BGE will give businesses that lower their energy costs via window film 20 cents per kilowatt hour saved —on top of naturally cheaper monthly bills. Pepco offers 16 cents. Tint shops must be approved contractors in order to offer the rebates, which involves providing the companies with references, proof of insurance, and a “trade ally” meeting.

“Sure, anyone can come in and sell tint but they haven’t been through the process of applying for the rebate, they don’t know how to put the proposal together. Half of them can’t even put together an energy audit. Instead of fighting over the difference of $.25/sf on some of these projects, we’re going after higher margins of business and we’re the only one on the table.”

Valway says the rebates will cover about 40 percent of the tint jobs he does, which will soon pay for themselves in reduced operating expenditures.

“We did the Geico world headquarters and we got them $74,000 in rebates. That was our game changer. Our goal is to get in [the rebate programs] before everyone else does because once everyone starts smelling the money, they’re all going to go after that money and hopefully by then, I will have already developed my relationships.”

Gray respectfully disagrees with Valway.
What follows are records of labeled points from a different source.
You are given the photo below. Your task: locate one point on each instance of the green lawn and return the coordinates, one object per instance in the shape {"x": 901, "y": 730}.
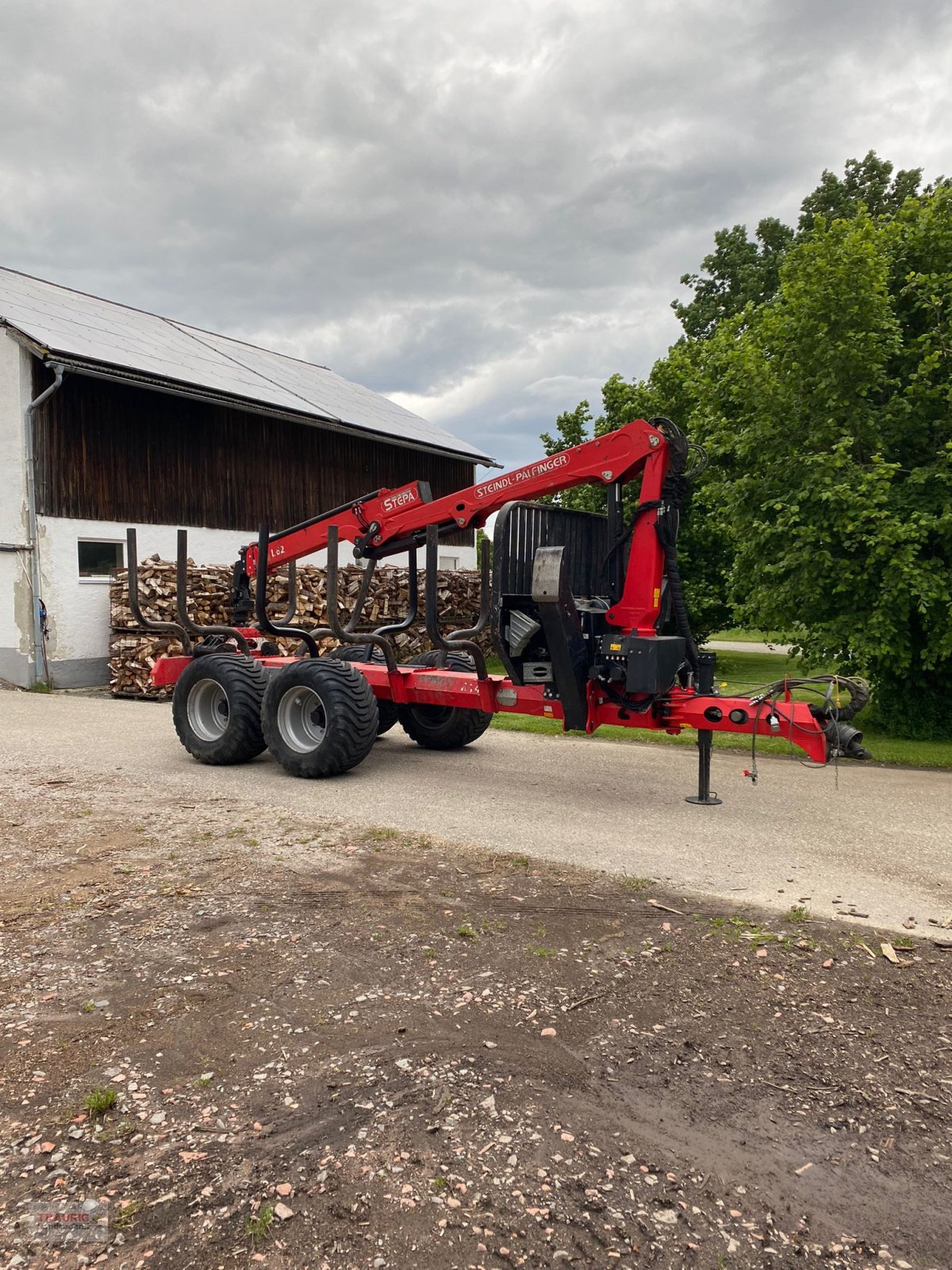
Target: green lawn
{"x": 748, "y": 635}
{"x": 743, "y": 673}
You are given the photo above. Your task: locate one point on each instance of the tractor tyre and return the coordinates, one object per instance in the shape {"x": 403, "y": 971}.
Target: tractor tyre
{"x": 319, "y": 717}
{"x": 217, "y": 708}
{"x": 386, "y": 710}
{"x": 443, "y": 727}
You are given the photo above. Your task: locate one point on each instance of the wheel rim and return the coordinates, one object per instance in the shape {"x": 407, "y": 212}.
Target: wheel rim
{"x": 209, "y": 710}
{"x": 302, "y": 722}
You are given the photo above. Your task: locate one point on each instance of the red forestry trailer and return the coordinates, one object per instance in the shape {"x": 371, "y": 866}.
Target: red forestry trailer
{"x": 579, "y": 609}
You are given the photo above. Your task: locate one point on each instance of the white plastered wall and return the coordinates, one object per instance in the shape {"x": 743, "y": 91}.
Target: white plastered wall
{"x": 16, "y": 605}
Though he agrees that commercial tinting is the fastest growing industry in the region, he says the rebate doesn’t “make or break [business]. If [people] wanted the product on their building, they wanted it for a reason” and are not so concerned about rebates.

Diversification Helps

In order to get through tough times in tinting, these dealers rely on their diversity.

“We diversified our business enough that if auto isn’t busy, flat glass is. If flat glass isn’t busy, auto is or wraps. One of those things is carrying the day … the year we added vehicle wraps is the year we really started to grow because it wasn’t just this one thing that was carrying the day, it was multiple things that were contributing,” Valway says.

Diversification helps D&L stay busy, too. “Primarily we do auto film, but we do have a good size residential/commercial department and those boys are busy every day,” says Gray.